This would be more general than just a syncing solution, but you could use it just for syncing. Or you could add more sophisticated backend services. (You could write an RSS reader with this or something social like Glassboard.)
It would have to cost money, of course.
And you’d have to write code; you’d have to design your syncing system. But it would give you abilities you don’t have with iCloud Core Data syncing, and it would decouple your database and syncing, which is the right way to go.
I’ve mentioned Azure Mobile Services before, which I like because it’s in spitting-distance of an idealized Apple service. I would go so far as to suggest that Apple and Microsoft should partner to provide this service. Play to each company’s strengths.

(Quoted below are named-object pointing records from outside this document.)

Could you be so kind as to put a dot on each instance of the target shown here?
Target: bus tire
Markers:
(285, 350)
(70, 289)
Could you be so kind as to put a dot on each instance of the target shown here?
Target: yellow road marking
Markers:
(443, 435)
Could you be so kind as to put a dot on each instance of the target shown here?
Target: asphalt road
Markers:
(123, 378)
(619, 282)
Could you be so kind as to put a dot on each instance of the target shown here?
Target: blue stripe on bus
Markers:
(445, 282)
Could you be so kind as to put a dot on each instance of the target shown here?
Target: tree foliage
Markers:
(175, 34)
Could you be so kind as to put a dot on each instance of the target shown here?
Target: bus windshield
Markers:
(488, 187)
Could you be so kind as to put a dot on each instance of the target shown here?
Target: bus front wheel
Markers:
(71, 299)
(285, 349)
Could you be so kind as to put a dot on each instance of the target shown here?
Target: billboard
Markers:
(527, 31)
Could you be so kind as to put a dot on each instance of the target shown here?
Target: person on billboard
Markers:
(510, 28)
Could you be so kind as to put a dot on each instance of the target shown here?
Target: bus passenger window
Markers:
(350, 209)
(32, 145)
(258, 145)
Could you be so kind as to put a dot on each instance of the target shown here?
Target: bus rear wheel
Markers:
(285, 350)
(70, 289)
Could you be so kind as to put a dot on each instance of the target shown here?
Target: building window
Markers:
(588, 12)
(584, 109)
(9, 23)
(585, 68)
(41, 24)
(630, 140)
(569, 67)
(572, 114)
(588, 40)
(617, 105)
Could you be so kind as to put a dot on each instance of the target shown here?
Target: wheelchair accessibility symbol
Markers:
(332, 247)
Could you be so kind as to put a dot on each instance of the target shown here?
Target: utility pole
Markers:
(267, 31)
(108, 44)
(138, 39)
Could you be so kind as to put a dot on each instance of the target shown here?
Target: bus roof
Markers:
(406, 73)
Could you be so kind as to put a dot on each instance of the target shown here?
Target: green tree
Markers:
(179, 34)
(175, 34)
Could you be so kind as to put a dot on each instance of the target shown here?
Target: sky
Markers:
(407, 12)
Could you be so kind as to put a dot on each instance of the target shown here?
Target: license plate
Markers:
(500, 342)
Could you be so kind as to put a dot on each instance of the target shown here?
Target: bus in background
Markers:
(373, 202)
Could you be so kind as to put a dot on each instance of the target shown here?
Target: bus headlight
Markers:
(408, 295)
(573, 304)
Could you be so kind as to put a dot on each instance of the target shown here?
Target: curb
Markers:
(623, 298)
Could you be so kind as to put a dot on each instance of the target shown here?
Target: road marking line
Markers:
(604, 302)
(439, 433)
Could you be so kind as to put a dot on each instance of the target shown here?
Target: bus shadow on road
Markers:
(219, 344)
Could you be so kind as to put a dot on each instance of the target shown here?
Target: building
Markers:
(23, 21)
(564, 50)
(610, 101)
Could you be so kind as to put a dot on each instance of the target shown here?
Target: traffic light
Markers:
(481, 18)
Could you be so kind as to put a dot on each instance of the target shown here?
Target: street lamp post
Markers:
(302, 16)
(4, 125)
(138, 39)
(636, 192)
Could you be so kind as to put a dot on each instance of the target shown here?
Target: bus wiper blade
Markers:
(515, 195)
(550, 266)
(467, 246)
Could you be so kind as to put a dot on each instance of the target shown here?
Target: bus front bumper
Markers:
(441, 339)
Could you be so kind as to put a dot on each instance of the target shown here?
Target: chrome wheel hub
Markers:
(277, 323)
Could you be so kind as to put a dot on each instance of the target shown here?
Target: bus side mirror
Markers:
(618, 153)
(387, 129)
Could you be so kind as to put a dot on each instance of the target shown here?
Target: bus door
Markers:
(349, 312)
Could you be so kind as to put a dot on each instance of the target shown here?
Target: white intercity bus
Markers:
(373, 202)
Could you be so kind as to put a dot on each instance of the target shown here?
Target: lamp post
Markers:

(Disclaimer: Mobile Services paid me to do some videos for them and has sponsored my podcast.)
Syncing is only part of the future
Even if Apple works out syncing — somehow — that’s just not enough. That just gets us to where we should have been in 2008. The future belongs to apps with more sophisticated services.
And the future belongs (in part) to whoever provides those services. If you’re an iOS or Mac developer, you’d like it to be Apple.
Here’s what should worry folks at Apple: that Google provides something like the above for Android developers. Google obviously has the expertise, and it wants to make Android more attractive to developers.
(Yes, there’s Google App Engine, but I’m imagining something easier.)
Or, put another way: the backend system will become nearly as important as the UI frameworks, and plain-old-syncing isn’t enough.